KAYNAKTAN UZAK HABERLER, UÇUK YORUMLAR..
Medyanın, kamuoyunu bilgilendirme, bilinçlendirme ve yönlendirme görevinin bulunduğunu, esas itibariyle de, medyanın görevinin bu şekilde tanımlandığına dikkati çeken Çağdaş Ceyhan, “Medya işten atılan çalışanları haber yaptı, ama buna neyin sebep olduğunu araştırmadı. Cinayetleri yazdı, fakat olayın sosyal, ekonomik, ya da kültürel boyutunu irdelemedi. Neden, çünkü medyayı elinde bulunduran egemen güçler böyle istedi. Bu durum zamanla iktidarlar doğurdu, güçler yarattı.” diye konuştu. Günümüzde ihtiyaç sahibi ailelere yapılan yardımların bile, artık özellikle bu amaçla hazırlanan programlarla afişe edildiğini belirten Ceyhan, “Yardıma muhtaç olan insanların çokluğu ya da artışı, bu tür programların yapılmasına araç olmaya başladı. Ve ilginçtir, bu tür programlar bile artık medya için para kazanma yolu olarak görülmeye başlandı.” dedi.
“MEDYA KARABULUT CİNAYETİNİ, DİZİ HALİNE GETİRDİ”
İstanbul’da genç bir kızın başının kesilmesi suretiyle katledilmesi olayına işaret eden Ceyhan, medyanın, bu cinayeti çeşitli dramatik unsurlarla süsleyerek adeta bir öykü haline getirdiğini kaydetti. Kamuoyunda “Münevver Karabulut Cinayeti” olarak bilinen olayın, bir yerde kanunların bile ihlal edilmeye başlandığı bir hale sokulduğuna vurgu yapan Anadolu Üniversitesi İletişim Fakültesi Araştırma Görevlisi Çağdaş Ceyhan, “Medya, 18 yaşından küçük olan maktulün ismini ve görüntülerini afişe etmekten çekinmedi. Aynı durum cinayetin zanlısı için de geçerli. Bu cinayet, öyle dramatik unsurlarla süslendi ki, adeta bir dizi şeklinde, öykü şeklinde sunulmaya başlandı. Bu cinayet belki de bir başka sınıfa ya da bir başka bölgeye tabi iki insan arasında gerçekleseydi, bu kadar gündem olmayacaktı. Halbuki, bugün Türkiye’nin çeşitli bölgelerinde öyle suçlar işleniyor ki, bu durum medyanın umurunda bile olmuyor.” ifadelerini kullandı.

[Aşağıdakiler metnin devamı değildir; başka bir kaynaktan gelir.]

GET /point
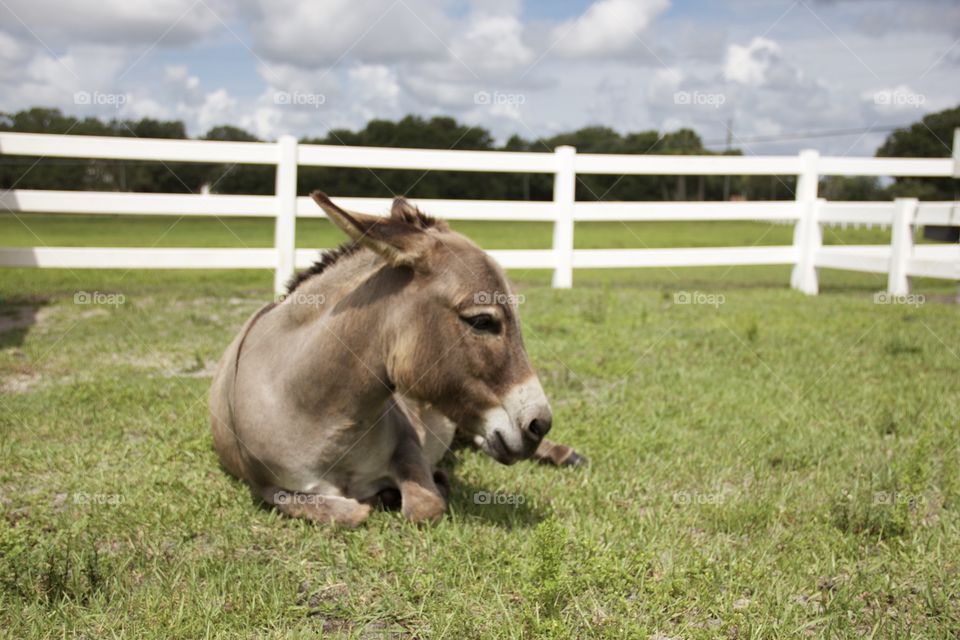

ARTIK YURTTAŞ GAZETECİLİĞİ DÖNEMİ BAŞLAMALI
“Yurttaş Gazetecilik”in, haberin kaynağı olan halka inme ve onların sorunlarını gündeme getirme amacı taşıdığını anlatan Ceyhan, “Bu gazetecilik türünü Türkiye’de dile getirmek için belki çok erken, ama bunu bugün burada konuşuyor olmamız bile, atılmış önemli bir adımdır. Yurttaş Gazetecilik yapacak olan her gazeteci, kurum ya da kuruluş, egemen güçlerin elinin altındaki medya için aynı zamanda bir alternatif teşkil edecektir. Bugün internet, bu konuda verilebilecek en güzel örnektir. İnsanlar tarafından oluşturulan bloglar ya da kişisel siteler, aslına Yurttaş Gazetecilik bağlamında değerlendirilebilinir. Nitekim, İran’da öldürülen Nida isimli kız çocuğunun görüntüleri, tüm dünyaya bu tür bloglar sayesinde ulaştırıldı. Öbür türlü kimsenin bundan haberi bile olmayacaktı.” diye konuştu.
Seminer, atölye uygulama çalışmaları ve değerlendirmelerin ardından sona erdi.